Vie personnelle du salarié et pouvoir disciplinaire de l’employeur – attention, terrain glissant !

Par une décision du 22 janvier 2025, la chambre sociale de la Cour de cassation est venue rappeler qu’un fait tiré de la vie personnelle du salarié ne peut, en soi, justifier un licenciement pour faute. Consacré depuis longtemps en jurisprudence, ce principe invite l’employeur à agir de manière presque contre-intuitive et à renoncer à son premier réflexe consistant à vouloir user de son pouvoir disciplinaire pour sanctionner un comportement répréhensible à ses yeux. Il est même invité, le plus souvent, à se positionner sur un autre motif, dénué cette fois de toute coloration disciplinaire. Analyse.
Les faits de l’espèce (qui remontent à 2015) semblaient pourtant éloquents.
À l’occasion d’une croisière organisée par l’employeur afin de récompenser les salariés lauréats d’un concours interne, croisière pendant laquelle la rémunération était maintenue, une salariée a visiblement souhaité se détendre en fin de soirée en fumant le narguilé dans sa cabine en présence de sa collègue qui, pour la petite histoire, était enceinte. Elle a donc obstrué le détecteur de fumée, au mépris évidemment des consignes de sécurité à bord et a oublié de remettre ensuite les choses en place. Branle-bas de combat : l’obstruction ayant été découverte le lendemain par le personnel de nettoyage, la salariée a été débarquée sur ordre du commandant de bord, générant, par ailleurs, des frais d’hébergement et de rapatriement pour l’entreprise.
À son retour, elle fait l’objet d’une procédure disciplinaire au terme de laquelle son contrat est rompu pour faute simple.
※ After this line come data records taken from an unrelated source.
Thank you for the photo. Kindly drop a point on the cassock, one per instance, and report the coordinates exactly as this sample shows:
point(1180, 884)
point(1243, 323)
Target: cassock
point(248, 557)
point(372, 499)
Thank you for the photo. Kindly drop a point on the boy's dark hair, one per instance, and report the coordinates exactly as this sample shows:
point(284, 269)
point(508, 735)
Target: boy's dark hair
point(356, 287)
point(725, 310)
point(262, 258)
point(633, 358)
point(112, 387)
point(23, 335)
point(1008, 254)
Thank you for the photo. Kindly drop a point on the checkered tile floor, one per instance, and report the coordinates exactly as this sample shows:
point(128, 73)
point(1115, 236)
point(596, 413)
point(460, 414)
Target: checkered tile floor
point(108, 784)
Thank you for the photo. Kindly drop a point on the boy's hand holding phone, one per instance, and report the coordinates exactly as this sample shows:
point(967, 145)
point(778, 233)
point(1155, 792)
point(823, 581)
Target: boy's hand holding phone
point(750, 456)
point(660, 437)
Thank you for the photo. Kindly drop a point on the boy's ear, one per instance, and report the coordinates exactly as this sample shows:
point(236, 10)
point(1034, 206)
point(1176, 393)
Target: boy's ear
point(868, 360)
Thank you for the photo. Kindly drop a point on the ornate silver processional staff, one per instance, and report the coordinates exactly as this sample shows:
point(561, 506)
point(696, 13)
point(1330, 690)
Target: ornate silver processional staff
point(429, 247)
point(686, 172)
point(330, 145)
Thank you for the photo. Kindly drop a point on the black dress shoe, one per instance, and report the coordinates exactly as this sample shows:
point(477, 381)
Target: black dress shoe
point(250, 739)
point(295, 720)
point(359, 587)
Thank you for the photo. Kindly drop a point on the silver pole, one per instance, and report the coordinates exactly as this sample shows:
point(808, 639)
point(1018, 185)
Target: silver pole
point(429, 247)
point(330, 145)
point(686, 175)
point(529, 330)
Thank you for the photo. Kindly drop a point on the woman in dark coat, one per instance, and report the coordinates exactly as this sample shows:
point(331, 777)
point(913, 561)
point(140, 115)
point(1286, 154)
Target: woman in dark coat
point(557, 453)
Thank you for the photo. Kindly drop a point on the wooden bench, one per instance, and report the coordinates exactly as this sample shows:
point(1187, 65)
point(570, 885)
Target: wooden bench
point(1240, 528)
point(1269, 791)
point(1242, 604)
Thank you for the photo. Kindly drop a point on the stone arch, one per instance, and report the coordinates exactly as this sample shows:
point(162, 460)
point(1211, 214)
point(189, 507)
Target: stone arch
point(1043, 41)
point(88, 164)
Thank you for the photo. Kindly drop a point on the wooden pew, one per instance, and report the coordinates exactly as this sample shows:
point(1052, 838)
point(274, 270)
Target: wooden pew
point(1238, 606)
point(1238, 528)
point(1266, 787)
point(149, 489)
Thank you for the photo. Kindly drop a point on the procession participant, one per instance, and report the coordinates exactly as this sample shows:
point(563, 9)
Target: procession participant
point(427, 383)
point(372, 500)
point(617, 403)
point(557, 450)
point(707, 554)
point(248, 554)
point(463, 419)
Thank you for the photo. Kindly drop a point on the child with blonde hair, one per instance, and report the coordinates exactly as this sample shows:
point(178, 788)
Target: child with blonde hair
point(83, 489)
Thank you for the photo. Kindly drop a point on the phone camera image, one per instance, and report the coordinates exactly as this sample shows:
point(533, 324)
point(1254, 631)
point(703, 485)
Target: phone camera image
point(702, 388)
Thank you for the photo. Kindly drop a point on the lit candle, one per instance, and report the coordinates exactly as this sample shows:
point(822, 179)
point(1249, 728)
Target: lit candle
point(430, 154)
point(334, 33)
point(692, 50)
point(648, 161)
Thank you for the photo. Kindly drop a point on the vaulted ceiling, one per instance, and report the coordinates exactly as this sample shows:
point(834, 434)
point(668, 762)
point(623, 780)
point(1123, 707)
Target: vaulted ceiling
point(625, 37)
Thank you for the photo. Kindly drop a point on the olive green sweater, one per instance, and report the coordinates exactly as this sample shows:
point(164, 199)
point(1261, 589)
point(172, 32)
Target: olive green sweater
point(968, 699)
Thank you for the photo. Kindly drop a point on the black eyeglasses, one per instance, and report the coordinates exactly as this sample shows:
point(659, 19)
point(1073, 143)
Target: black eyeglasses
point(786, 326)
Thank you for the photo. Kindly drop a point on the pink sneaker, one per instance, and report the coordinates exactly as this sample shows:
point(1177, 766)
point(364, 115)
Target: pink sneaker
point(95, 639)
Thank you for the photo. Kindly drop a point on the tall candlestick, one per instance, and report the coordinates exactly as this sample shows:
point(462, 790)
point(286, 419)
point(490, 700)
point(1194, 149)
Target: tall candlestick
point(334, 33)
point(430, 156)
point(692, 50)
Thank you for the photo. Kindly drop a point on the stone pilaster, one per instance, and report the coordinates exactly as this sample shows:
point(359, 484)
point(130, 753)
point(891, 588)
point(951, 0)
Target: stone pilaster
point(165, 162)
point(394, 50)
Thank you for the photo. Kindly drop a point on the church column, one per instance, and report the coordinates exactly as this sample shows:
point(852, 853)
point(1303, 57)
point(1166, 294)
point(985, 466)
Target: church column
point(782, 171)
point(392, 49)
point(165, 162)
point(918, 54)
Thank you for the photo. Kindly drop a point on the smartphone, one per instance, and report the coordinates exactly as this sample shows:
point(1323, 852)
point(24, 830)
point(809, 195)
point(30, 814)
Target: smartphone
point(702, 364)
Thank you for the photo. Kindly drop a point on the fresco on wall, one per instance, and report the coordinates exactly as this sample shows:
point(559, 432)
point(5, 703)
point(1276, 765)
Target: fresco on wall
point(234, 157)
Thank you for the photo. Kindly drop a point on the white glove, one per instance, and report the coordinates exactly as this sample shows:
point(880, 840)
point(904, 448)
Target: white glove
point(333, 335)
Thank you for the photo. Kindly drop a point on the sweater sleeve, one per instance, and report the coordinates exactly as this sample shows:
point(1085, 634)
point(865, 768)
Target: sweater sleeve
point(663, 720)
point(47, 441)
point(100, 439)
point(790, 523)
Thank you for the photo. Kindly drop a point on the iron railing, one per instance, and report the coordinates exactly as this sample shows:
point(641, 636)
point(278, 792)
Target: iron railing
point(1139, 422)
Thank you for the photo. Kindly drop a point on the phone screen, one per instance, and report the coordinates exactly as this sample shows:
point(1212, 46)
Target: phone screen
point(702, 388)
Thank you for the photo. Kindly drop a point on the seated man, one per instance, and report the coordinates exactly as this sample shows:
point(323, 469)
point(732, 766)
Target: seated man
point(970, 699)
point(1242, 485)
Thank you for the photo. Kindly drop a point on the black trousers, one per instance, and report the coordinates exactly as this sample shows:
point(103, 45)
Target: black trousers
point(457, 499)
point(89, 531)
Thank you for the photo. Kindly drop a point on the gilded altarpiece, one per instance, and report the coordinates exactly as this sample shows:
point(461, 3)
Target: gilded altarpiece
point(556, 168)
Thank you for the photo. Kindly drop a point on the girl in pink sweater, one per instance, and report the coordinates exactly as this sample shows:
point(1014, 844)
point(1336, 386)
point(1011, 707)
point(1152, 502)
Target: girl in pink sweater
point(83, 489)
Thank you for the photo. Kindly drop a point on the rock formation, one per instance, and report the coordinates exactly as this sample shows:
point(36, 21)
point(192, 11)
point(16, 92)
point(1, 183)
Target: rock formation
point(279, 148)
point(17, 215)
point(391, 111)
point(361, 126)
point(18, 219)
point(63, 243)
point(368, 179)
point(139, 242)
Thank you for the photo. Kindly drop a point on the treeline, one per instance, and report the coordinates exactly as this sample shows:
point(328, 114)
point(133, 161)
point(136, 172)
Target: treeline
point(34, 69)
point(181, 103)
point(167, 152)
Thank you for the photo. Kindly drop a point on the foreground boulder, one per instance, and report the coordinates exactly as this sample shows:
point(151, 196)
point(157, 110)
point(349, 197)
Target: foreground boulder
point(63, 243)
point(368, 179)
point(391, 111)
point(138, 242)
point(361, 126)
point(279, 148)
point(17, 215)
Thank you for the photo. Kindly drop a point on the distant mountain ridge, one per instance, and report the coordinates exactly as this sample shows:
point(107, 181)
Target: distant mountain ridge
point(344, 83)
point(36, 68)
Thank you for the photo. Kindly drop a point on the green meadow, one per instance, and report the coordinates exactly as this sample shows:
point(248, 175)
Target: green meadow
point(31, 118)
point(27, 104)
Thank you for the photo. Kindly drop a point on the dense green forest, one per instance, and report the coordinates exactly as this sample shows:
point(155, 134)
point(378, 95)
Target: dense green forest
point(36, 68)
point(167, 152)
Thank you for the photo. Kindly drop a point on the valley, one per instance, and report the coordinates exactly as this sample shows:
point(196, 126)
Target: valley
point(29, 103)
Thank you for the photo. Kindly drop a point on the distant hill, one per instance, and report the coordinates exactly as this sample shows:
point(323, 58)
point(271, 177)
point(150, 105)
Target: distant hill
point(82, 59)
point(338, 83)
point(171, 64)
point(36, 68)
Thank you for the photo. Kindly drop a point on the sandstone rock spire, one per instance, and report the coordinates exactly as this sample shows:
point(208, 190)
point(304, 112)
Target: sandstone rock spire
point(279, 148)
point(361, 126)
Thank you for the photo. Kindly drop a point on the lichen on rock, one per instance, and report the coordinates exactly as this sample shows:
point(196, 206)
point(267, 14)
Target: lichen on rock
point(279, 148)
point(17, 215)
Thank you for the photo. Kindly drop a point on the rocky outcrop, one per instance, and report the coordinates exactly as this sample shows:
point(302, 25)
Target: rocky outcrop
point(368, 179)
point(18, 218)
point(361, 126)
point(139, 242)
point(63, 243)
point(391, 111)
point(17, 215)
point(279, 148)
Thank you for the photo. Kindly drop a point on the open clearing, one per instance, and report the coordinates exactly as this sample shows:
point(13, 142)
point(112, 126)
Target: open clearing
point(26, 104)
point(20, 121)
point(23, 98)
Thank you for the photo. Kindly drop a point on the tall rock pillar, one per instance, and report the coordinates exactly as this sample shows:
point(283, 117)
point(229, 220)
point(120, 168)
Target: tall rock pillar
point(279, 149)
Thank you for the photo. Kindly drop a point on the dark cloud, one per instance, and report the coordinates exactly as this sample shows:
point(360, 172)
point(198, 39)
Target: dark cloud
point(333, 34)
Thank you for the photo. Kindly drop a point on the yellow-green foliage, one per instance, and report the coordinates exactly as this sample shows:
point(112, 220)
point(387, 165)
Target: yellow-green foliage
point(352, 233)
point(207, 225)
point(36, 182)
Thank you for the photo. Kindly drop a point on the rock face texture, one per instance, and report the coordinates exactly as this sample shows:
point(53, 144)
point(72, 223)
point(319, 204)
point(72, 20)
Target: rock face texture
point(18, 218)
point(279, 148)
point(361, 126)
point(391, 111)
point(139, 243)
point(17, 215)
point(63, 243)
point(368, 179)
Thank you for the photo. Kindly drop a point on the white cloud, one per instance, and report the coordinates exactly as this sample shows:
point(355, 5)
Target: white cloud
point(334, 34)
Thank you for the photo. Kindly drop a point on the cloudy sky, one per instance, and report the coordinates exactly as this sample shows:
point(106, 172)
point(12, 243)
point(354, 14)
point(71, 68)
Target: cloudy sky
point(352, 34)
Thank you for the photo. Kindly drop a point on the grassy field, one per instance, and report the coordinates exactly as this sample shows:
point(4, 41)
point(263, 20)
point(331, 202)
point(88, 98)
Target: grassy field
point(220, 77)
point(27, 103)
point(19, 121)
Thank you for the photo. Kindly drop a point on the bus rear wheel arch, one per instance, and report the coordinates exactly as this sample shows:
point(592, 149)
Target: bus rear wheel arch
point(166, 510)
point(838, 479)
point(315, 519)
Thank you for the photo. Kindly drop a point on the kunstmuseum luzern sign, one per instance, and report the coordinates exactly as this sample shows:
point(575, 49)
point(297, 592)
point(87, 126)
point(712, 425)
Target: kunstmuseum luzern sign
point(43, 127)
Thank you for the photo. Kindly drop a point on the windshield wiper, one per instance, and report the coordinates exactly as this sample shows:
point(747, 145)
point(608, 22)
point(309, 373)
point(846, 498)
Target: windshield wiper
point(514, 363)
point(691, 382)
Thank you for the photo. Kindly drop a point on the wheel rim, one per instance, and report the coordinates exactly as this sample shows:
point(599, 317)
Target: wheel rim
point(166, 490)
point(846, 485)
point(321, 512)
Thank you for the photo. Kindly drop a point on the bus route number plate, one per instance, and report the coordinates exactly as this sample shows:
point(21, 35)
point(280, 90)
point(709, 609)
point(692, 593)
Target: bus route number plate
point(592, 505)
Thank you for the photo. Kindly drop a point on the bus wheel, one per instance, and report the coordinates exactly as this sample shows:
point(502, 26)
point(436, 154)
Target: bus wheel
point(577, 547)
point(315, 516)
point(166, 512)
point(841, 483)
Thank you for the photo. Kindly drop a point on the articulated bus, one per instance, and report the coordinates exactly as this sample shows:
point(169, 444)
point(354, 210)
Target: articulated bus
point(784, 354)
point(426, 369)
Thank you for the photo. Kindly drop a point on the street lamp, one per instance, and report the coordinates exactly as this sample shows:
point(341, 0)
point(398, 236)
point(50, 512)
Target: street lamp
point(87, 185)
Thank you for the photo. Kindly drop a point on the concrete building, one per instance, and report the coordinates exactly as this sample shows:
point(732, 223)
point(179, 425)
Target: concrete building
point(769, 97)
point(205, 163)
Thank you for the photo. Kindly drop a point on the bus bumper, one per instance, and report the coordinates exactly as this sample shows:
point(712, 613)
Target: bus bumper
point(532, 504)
L’employeur prend soin de motiver le licenciement disciplinaire, jugeant le comportement de la salariée parfaitement inadapté, lequel a porté atteinte au bon déroulement de la croisière et à l’image de l’entreprise. La lettre de licenciement fait état d’une atteinte à la sécurité de tous les passagers, et ce, malgré les consignes de sécurité qui avaient été rappelées par l’employeur lors de la réunion d’information qui avait eu lieu après l’embarquement.
Plus encore, et au-delà du non-respect des consignes de sécurité, l’employeur fait également valoir que son attitude montrait « un manque de respect total » envers sa collègue enceinte, à laquelle la salariée avait « non seulement imposé la fumée » de son narguilé, mais l’avait également exposée au risque lié à la sécurité en cas d’incendie.
L’employeur ajoute que cette situation a troublé le bon déroulement de ce voyage professionnel, engendrant le débarquement anticipé de la salariée et l’engagement de frais pour organiser son rapatriement.
Ces agissements ont, enfin, été considérés comme totalement contraires aux principes qui régissent le cadre professionnel, l’employeur ayant pris soin de rappeler que la définition de fonction, disponible sur l’intranet de l’entreprise, incluait un volet « Savoir-Être » et « Exemplarité ».
Bref, les faits semblaient éloquents mais le motif disciplinaire choisi par l’employeur, probablement échaudé par ces agissements mettant potentiellement en cause son obligation de sécurité, n’a pas convaincu les juges.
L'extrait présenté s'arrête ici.